I have followed with interest this discussion of passphrase "entropy". What I'm not clear on is the effect of a hashing algorithm on the final entropy. If I come up with a "random" set of printable characters which contain 128 bits of entropy, and feed them to MD5, let's say, will I still have 128 bits of entropy on the output? Or do I need some sort of safety margin above 128 bits to "be sure"? What's lurking in the back of my mind is this -- if you enter something with LESS than 128 bits, the hashing algorithm has to "pad" or otherwise fill in the missing bits from <somewhere>. Now if I have entered a phrase with EXACTLY 128 bits of entropy, hypothetically, is that enough to have flushed the padding or whatever out of the pipeline? Can we really treat MD5 as a "magic black box", or does the optimal input require a knowledge of how the box works? .

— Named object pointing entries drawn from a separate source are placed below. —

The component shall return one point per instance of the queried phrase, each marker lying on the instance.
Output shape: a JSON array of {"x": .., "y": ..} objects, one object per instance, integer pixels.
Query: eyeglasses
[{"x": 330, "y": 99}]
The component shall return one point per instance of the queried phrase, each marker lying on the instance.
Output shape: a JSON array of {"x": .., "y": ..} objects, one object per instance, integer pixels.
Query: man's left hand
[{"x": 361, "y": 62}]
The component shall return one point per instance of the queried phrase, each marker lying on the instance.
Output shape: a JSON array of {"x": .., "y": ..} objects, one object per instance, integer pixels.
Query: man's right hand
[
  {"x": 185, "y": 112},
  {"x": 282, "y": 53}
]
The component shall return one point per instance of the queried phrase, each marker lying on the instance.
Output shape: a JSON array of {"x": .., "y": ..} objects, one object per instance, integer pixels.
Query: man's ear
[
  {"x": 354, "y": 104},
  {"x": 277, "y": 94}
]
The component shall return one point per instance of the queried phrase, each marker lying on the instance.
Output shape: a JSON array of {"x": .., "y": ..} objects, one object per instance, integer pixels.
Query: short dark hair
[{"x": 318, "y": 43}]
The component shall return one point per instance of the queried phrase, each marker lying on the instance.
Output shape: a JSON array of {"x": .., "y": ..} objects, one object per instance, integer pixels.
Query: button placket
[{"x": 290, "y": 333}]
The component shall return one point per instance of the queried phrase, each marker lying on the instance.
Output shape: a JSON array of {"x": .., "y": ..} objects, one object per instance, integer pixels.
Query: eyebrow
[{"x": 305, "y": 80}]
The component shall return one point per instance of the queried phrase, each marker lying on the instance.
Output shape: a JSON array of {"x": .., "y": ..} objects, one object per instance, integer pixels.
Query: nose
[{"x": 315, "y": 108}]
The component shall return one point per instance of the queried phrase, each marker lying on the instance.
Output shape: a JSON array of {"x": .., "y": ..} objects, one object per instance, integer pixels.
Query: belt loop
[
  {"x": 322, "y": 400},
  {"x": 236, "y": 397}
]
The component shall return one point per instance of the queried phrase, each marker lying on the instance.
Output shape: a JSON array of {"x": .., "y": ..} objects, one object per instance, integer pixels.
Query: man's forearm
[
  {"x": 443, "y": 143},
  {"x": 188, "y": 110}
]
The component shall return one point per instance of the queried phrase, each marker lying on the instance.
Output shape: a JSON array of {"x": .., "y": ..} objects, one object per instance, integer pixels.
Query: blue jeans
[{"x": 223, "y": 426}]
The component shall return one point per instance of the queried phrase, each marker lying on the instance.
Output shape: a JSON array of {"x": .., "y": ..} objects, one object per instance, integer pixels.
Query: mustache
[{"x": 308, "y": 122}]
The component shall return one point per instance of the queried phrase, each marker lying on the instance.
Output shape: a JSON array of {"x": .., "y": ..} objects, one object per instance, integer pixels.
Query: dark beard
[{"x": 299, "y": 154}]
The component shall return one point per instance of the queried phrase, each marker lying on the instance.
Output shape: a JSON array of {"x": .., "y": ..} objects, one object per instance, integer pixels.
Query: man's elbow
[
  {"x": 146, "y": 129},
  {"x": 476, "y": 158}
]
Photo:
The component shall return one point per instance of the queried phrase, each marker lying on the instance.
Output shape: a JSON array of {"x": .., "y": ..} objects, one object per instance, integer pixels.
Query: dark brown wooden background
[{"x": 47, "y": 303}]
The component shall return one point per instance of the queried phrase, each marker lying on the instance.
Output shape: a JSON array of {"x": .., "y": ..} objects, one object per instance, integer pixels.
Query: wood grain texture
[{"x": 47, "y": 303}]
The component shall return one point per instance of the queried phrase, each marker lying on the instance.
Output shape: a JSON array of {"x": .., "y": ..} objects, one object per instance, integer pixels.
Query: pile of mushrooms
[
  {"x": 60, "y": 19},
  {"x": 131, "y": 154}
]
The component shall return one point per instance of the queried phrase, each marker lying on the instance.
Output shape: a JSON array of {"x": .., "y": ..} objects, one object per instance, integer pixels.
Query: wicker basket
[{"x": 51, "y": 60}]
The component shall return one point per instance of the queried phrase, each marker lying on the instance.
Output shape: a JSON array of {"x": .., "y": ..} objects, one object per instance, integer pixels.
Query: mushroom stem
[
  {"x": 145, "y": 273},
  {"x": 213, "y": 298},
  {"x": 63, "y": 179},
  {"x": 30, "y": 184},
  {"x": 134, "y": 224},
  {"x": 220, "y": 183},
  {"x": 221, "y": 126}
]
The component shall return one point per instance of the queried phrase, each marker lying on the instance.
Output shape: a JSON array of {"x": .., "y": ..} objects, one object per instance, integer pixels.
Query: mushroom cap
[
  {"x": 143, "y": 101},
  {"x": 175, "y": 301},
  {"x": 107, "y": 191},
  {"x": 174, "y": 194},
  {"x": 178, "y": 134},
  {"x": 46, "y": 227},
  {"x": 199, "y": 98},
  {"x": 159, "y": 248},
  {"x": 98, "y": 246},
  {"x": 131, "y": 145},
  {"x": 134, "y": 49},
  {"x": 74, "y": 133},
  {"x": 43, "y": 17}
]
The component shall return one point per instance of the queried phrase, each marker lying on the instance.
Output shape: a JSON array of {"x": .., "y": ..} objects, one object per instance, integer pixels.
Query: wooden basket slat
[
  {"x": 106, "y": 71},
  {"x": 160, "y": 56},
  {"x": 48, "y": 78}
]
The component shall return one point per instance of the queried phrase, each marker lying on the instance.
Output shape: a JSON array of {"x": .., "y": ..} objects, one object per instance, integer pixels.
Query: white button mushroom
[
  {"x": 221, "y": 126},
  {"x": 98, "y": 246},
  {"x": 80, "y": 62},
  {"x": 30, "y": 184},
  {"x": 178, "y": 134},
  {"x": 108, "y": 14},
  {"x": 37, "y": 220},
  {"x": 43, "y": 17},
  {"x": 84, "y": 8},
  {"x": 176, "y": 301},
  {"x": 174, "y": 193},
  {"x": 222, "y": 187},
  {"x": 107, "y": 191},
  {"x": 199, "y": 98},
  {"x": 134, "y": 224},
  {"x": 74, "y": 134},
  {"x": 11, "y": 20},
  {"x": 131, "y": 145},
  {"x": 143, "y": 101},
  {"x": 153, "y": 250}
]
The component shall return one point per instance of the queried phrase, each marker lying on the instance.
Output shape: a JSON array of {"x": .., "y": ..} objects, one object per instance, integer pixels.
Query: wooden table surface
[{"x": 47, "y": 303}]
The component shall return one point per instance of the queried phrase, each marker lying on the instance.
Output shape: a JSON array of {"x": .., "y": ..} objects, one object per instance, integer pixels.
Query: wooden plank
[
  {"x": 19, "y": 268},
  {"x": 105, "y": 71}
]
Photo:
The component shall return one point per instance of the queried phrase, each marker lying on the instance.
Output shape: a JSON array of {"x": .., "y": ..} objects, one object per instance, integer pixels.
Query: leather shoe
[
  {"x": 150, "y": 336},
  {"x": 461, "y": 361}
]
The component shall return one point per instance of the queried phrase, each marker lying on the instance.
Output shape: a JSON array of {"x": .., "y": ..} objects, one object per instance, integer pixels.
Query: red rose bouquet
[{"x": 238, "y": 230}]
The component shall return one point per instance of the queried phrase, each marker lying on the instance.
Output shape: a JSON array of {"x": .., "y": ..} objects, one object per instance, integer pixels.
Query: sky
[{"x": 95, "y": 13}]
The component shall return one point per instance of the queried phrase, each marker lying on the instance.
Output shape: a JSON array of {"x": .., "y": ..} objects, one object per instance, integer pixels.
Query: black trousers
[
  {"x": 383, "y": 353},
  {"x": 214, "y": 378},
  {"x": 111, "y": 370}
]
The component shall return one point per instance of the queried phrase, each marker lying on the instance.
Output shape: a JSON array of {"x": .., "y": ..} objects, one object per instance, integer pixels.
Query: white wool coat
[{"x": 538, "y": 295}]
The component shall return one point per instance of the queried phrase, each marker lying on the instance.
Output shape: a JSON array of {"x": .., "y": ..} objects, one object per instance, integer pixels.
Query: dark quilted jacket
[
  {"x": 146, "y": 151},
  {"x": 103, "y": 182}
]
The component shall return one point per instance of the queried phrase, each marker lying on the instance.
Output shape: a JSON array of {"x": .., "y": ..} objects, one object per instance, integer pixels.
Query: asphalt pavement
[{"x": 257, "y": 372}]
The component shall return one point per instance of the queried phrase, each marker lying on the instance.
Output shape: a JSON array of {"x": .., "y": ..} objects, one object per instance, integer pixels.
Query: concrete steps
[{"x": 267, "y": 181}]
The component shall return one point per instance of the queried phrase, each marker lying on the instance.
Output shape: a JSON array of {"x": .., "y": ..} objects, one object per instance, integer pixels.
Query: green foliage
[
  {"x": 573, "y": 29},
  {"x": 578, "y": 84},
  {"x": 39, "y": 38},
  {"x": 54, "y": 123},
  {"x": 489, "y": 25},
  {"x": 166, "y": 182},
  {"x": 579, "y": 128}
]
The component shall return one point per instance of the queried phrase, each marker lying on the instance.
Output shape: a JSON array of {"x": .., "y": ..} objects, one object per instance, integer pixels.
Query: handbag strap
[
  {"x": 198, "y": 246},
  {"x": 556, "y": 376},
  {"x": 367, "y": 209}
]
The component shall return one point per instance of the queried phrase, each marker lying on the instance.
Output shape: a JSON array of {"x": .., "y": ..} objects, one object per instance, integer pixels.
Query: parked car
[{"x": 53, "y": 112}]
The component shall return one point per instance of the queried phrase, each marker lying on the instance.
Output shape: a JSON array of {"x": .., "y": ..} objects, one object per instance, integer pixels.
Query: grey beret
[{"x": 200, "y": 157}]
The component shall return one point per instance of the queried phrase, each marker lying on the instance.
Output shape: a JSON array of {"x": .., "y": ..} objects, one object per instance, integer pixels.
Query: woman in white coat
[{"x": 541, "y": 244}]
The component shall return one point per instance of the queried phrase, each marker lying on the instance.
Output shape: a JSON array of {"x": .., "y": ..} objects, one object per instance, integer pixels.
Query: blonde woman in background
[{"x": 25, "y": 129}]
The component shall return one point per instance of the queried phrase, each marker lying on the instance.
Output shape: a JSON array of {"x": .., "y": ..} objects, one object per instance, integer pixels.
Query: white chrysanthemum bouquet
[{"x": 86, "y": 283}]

On Mon, 4 Jul 1994 nobody@shell.portal.com wrote:
Now if I have entered a phrase with EXACTLY 128 bits of entropy, hypothetically, is that enough to have flushed the padding or whatever out of the pipeline? I have had this question also, has it been shown that the transformation of 128bit words through md5 is *theoretically* invertable, as if it is not, iterating it 1024 times could actually make you *LOOSE* entropy. (say it was a random transformation, it would not contain each of the 128 bit outputs, ie some inputs would map to the same output.)
I am not aware of any such result. Roger.
MD5, like all hash functions, are many-to-one functions. This means that theoretically there are an infinite number of messages that will hash to the same value. This also means that reverting from the hash back to your original message is nigh impossible. The security of MD5 is based upon the fact that *finding* two messages that hash to the same value is as difficult as a brute-force attack, which requires 2^128 trials (maybe it's 2^127, but I don't think that really matters). I dion't believe that multiple iterations of MD5 will cause you to lose entropy. Actually, you will lose entropy on teh *first* iteration, since MD5 will \*only\* let you have 128 bits of Entropy, since there are only 128 bits in the output. In subsequent iterations, you just move those bits around. Does this answer your question? -derek Derek Atkins, SB '93 MIT EE, G MIT Media Laboratory Member, MIT Student Information Processing Board (SIPB) Home page: http://www.mit.edu:8001/people/warlord/home_page.html warlord@MIT.EDU PP-ASEL N1NWH PGP key available
On Mon, 4 Jul 1994, Derek Atkins wrote:
Does this answer your question? No.
Again, the only way that MD5 can keep the entropy of a string is for every single 128 bit string to map itself onto a unique 128 bit string, for if two 128 bit strings produce the same output, then you loose entropy. The question is, when md5 is restricted to 128 bit values, does it loose entropy, and if so how much? As much as a random mapping? if so, the 1024 bit itteration in secure drive HARMS security. Roger.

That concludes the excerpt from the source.